* Lights, cameras, talking points and posturing. Twelve candidates on stage for a “debate” is oxymoronic.
* If the impeachment process gets as far as the judge-and-jury Senate, look for Sen. Kamala Harris to make her closing argument for why she should have been the Democrats’ presidential nominee.
* It’s not unfair “ageism,” to cast doubt on a 78-year-old presidential candidate coming off a heart attack. Bernie Sanders, well off the record, would likely agree–in terms of what’s best for the country and for his own health in the uber-stressful process that is the unfolding 2020 campaign. But what Sanders can’t do is hang on too long and too loudly, such that too many of his dejected and disillusioned far-left supporters reprise 2016. Just ask Hillary Clinton.
Septuagenarian candidates are also reminders that the vice presidential choice has to be Oval Office ready, not just a standard, politically-strategic fit. Even Sarah Palin might agree. Might.

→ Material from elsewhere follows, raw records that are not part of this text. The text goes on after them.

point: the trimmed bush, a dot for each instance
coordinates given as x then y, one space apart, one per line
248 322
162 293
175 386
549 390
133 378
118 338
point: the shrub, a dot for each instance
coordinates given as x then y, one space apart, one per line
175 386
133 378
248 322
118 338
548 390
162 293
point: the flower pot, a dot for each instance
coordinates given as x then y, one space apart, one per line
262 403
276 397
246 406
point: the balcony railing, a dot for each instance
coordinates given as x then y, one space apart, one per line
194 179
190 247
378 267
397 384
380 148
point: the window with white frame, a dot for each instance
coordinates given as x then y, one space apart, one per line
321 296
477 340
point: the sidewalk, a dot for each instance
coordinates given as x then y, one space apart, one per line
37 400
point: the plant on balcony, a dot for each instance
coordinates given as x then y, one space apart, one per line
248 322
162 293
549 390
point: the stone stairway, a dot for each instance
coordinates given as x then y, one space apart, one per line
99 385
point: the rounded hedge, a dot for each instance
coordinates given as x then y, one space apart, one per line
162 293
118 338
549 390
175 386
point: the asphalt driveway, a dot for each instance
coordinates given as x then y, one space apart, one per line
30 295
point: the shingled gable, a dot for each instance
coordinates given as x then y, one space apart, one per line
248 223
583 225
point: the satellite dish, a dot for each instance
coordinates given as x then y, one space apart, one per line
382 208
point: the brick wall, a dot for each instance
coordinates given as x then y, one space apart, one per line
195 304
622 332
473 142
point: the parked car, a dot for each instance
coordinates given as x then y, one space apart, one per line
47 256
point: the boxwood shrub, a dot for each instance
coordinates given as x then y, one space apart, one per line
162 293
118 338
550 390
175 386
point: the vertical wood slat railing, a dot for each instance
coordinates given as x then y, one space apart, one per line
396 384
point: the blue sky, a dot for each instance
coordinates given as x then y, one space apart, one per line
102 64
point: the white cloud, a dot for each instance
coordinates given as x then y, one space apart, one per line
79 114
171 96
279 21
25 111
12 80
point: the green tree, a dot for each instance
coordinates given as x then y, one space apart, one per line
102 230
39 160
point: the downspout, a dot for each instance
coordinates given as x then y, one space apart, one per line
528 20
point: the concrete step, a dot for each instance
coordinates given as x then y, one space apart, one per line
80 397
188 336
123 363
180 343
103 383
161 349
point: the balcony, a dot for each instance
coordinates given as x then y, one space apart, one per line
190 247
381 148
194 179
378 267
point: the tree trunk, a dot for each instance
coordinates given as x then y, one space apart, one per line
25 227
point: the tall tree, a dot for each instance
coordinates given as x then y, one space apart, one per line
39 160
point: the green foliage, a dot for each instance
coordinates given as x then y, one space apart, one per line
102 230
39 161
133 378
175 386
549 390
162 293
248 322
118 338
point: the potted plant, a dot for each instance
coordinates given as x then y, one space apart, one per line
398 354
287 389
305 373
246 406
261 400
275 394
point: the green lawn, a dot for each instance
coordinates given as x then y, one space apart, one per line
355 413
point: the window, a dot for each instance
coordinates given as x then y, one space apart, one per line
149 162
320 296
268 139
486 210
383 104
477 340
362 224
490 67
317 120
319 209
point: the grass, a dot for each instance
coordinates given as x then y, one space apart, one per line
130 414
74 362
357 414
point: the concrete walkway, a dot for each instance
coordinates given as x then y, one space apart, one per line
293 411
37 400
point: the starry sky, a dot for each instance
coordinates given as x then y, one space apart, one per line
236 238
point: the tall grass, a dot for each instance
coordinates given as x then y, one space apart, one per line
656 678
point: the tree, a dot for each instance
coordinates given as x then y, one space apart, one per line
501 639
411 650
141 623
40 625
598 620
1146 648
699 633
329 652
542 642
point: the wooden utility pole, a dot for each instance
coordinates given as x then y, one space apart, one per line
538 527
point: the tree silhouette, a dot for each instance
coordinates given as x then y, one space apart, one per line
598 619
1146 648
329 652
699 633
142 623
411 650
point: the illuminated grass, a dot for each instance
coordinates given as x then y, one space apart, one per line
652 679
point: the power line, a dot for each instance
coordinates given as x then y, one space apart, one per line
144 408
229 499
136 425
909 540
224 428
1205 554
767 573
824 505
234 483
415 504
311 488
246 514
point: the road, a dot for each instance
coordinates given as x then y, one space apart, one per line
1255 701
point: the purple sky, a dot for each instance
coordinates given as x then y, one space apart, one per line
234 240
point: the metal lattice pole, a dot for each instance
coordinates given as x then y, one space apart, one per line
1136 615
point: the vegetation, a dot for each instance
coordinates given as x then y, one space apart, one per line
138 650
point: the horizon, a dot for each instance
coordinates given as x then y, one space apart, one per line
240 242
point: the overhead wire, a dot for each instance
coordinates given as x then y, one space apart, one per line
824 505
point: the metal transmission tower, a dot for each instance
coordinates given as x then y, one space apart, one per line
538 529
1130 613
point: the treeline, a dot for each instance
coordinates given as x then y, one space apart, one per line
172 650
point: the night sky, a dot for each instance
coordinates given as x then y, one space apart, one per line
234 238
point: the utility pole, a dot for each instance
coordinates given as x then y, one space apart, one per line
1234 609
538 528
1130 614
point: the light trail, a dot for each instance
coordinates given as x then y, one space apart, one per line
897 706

In fact, a 70-something presidential nominee should be open to the prospect of a one-term reset of what America stands fervently for and adamantly against–and then revitalization follow-up by the incumbent vice president, who did more than balance a ticket.
* Rep. Tulsi Gabbard has raised a few Democratic–and Republican–brows with frequent drop bys on Tucker Carlson’s Fox News show. She’s an Iraq war veteran with an antipathy toward a “world’s policeman” role for the U.S. Gabbard’s isolationist foreign policy views resonate with many–including on the right–including the occupant of the Oval Orifice. Last electoral cycle she endorsed Bernie Sanders–not Hillary Clinton.
* One sign of a candidate’s campaign confidence and expected longevity is the number of campaign field offices operating in the first four primary states. To date, the leaders are Elizabeth Warren and Pete Buttigieg.